Petrobras had a loss of 1.35 billion reais ($666 million), compared with a 2.94 billion-real average profit estimate in a Bloomberg survey and a year-ago profit of 10.9 billion reais. The real’s 9.1 percent second-quarter drop raised the cost of equipment and services in dollars while lower output, costs related to dry holes and fuel import losses also hurt earnings.
Petrobras shares slumped as much as 5.6 percent in Sao Paulo today before paring the loss to close down 0.1 percent at 19.92 reais.
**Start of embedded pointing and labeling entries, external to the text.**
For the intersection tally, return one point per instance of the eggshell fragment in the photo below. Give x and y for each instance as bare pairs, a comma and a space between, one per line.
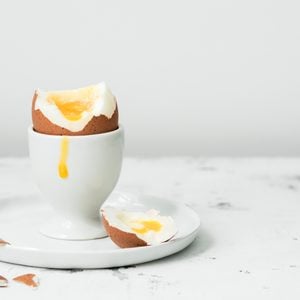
28, 279
121, 238
96, 125
3, 282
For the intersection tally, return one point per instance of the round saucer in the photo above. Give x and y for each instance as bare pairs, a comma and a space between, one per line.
20, 220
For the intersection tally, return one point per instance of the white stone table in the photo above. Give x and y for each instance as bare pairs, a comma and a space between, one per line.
248, 246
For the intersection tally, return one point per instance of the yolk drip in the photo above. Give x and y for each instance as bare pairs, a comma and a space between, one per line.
72, 104
62, 166
147, 226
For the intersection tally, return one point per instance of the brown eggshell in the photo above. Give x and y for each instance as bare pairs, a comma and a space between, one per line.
96, 125
121, 238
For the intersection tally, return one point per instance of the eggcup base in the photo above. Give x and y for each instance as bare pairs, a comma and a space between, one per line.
64, 229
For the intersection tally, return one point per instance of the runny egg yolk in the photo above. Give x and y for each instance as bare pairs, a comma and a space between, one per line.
146, 226
73, 103
64, 151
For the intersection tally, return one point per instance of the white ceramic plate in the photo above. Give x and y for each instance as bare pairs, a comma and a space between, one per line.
20, 219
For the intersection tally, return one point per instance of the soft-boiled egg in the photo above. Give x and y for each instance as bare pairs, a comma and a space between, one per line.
134, 229
89, 110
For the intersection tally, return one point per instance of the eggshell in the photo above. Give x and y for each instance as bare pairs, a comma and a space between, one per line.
97, 125
121, 238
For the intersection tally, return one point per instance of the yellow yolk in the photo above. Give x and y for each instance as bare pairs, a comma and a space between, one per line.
62, 166
72, 104
147, 226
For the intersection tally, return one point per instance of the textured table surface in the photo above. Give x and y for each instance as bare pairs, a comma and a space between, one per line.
248, 246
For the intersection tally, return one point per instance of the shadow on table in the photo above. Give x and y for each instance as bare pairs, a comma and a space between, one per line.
201, 244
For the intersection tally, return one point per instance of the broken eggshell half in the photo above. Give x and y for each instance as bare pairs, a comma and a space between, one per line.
129, 229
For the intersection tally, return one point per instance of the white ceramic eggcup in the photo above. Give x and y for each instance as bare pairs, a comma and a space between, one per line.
76, 174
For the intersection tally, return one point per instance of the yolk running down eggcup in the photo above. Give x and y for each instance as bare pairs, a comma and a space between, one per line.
76, 151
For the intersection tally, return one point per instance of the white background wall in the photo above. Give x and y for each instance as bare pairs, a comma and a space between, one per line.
192, 77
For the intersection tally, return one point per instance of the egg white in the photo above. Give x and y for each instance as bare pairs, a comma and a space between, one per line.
105, 104
124, 220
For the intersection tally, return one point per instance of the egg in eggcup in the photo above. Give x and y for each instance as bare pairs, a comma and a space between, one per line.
76, 151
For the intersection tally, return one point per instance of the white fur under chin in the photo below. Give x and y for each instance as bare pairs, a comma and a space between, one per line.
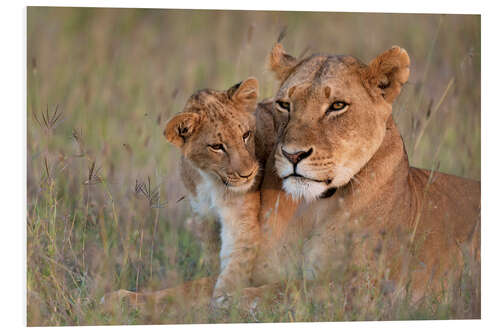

Brazil’s Bovespa index surged 1.9 percent.
“Most of the factors that drove the negative results will not be repeated,” Auro Rozenbaum, an analyst at Bradesco SA, said in a telephone interview from Sao Paulo. “If we remain stable in most parameters, I would expect profitability of 10 billion to 12 billion reais in the coming quarters.”
The company based in Rio de Janeiro had its first quarterly loss since 1999, according to data compiled by Bloomberg, as Brazil’s real fell the most among 16 major currencies.
Petrobras wrote down 2.7 billion reais from 41 dry wells dating back to 2009 that won’t be repeated in upcoming quarters, the company said.
Imported gasoline cost 22 percent more than domestic fuel in the quarter because the government, which controls Petrobras’s board, fixed prices to rein in inflation, Rozenbaum said. The gap now stands at about 15 percent after a price increase in June, he said.
Petrobras posted a financial loss of 6.4 billion reais in the quarter, compared with a gain of 2.9 billion reais in the year-ago period. The weaker local currency hurts profit as the value of the company’s dollar-denominated debt increases, Chief Financial Officer Almir Barbassa said in a May 22 interview.
“We have a lot to do to improve results,” Chief Executive Officer Maria das Gracas Foster told reporters today. “Reducing whenever possible operating costs.”
Production rose 1.5 percent last year to an average 2.62 million barrels a day, the slowest rate since 2007. In the second quarter output fell 1.1 percent from a year ago after the shutdown of the Chevron Corp.’s 60,000-barrel-a-day Frade field, where Petrobras has a minority stake. Output was also curbed by maintenance-related platform shutdowns.
The company will continue adjusting domestic fuel prices to eliminate losses on gasoline and diesel imports, Foster said.
“Since I became president of Petrobras five months ago, I’ve continued reiterating our commitment to parity with international prices,” she said. “These adjustments are necessary to finance the business plan.”
Petrobras increased prices for gasoline 7.8 percent on June 25 to reduce the discount with international prices, the first boost since November.
“Posting a net loss, when crude oil prices are in the $90-per-barrel range is problematic,” said Gianna Bern, president of Brookshire Advisory & Research Inc. in Chicago.
Oil for September delivery slid 66 cents, or 0.7 percent, to $90.74 a barrel at 9:15 a.m. on the New York Mercantile Exchange. It rallied 4.9 percent on Aug. 3, the biggest gain since June 29. Prices are 8.2 percent lower this year.
Petrobras plans to more than double output to 5.7 million barrels a day in 2020. The company is investing $236.5 billion over five years to build refineries, develop deepwater fields and ramp up output at Lula, the largest discovery in Brazil’s history. The company is developing fields in waters as deep as 2,800 meters that are trapped under a layer of salt.
“I’m confident in the recovery and the strength of the company,” Foster said today. “We’re recovering efficiency and we’re going to increase production in the fourth quarter.”
Petrobras has lost 13 percent for investors this year in U.S. dollar terms, the worst performance by a global oil company with a market value of more than $50 billion, according to data compiled by Bloomberg.